54Başgösteren şiddetli açlık nedeniyle kutsal yerde ancak bir kaç kişi kalmıştı. Geri kalanlar dağılmış, evlerine dönmüşlerdi.
Kral Yahudiler'e Dinsel Özgürlük Veriyor
55O arada Kral Antiyokus'un ölümünden önce oğlu Antiyokus'u tahta hazırlaması için atadığı Filip,
56kralla giden askeri kuvvetlerle birlikte Pers ülkesinden ve Medya'dan geri dönmüştü. İşlerin yönetimini ele almayı tasarlıyordu.

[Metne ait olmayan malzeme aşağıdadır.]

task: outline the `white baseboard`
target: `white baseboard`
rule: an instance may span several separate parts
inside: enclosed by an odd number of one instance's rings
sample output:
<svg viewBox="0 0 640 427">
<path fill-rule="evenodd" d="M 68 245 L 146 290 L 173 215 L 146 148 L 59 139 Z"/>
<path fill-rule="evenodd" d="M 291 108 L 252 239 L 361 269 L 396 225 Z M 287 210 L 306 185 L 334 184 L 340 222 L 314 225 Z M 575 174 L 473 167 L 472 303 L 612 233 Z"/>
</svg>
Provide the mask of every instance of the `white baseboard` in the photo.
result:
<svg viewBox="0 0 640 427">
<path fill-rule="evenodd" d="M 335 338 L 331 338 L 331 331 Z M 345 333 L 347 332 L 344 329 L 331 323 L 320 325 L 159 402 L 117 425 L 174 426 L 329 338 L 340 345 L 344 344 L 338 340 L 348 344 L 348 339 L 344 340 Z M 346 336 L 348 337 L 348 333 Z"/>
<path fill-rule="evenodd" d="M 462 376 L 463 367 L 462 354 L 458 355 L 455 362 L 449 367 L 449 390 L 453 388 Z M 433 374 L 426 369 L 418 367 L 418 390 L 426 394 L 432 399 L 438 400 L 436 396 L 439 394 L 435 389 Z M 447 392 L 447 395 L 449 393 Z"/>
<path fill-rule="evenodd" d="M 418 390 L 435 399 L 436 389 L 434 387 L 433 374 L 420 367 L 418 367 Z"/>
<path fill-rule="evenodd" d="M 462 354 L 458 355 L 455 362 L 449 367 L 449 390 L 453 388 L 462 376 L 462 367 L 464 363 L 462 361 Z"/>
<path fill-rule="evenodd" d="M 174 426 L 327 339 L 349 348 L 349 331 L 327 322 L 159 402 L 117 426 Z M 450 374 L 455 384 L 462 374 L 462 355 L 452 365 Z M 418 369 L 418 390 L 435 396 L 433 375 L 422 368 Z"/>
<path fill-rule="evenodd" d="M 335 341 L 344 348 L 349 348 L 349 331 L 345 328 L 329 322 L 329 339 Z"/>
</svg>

57Bunu duyan Lisias derhal gitmeye karar verdi ve krala, ordu generallerine, askerlere şöyle dedi: "Gün geçtikçe daha zayıf duruma düşüyoruz. Besinimiz azaldı ve saldırdığımız yer güçlü savunma önlemleri almış durumda. Ayrıca krallığın işlerine de zaman ayırmamız gerek.
58Bu insanlara dostluk elini uzatalım, kendileriyle ve tüm uluslarıyla barış yapalım.
59İzin verelim de geleneklerini eskisi gibi sürdürsünler. Onların böyle davranmalarının nedeni bu gelenekleri kaldırmamızdır."
60Kral ve komutanları bu görüşü onayladılar ve Lisias Yahudiler'e barış önerdi, onlar da bu öneriyi onayladılar.
61Kral ve generalleri ant içerek antlaşmayı onayladı. Kuşatma altında olanlar kaleden çıktı.
62Sonra kral Siyon Dağı'na çıktı. Ama orasının ne denli ele geçirilemez olduğunu görünce yeminini bozdu ve etrafı çeviren duvarın yıkılmasını buyurdu.
63Ardından çarçabuk çadırı bozdu ve Antakya'ya çekildi. Orada Filip'in kenti ele geçirmiş olduğunu gördü. Kral Antiyokus onunla savaştı ve kente saldırarak ele geçirdi.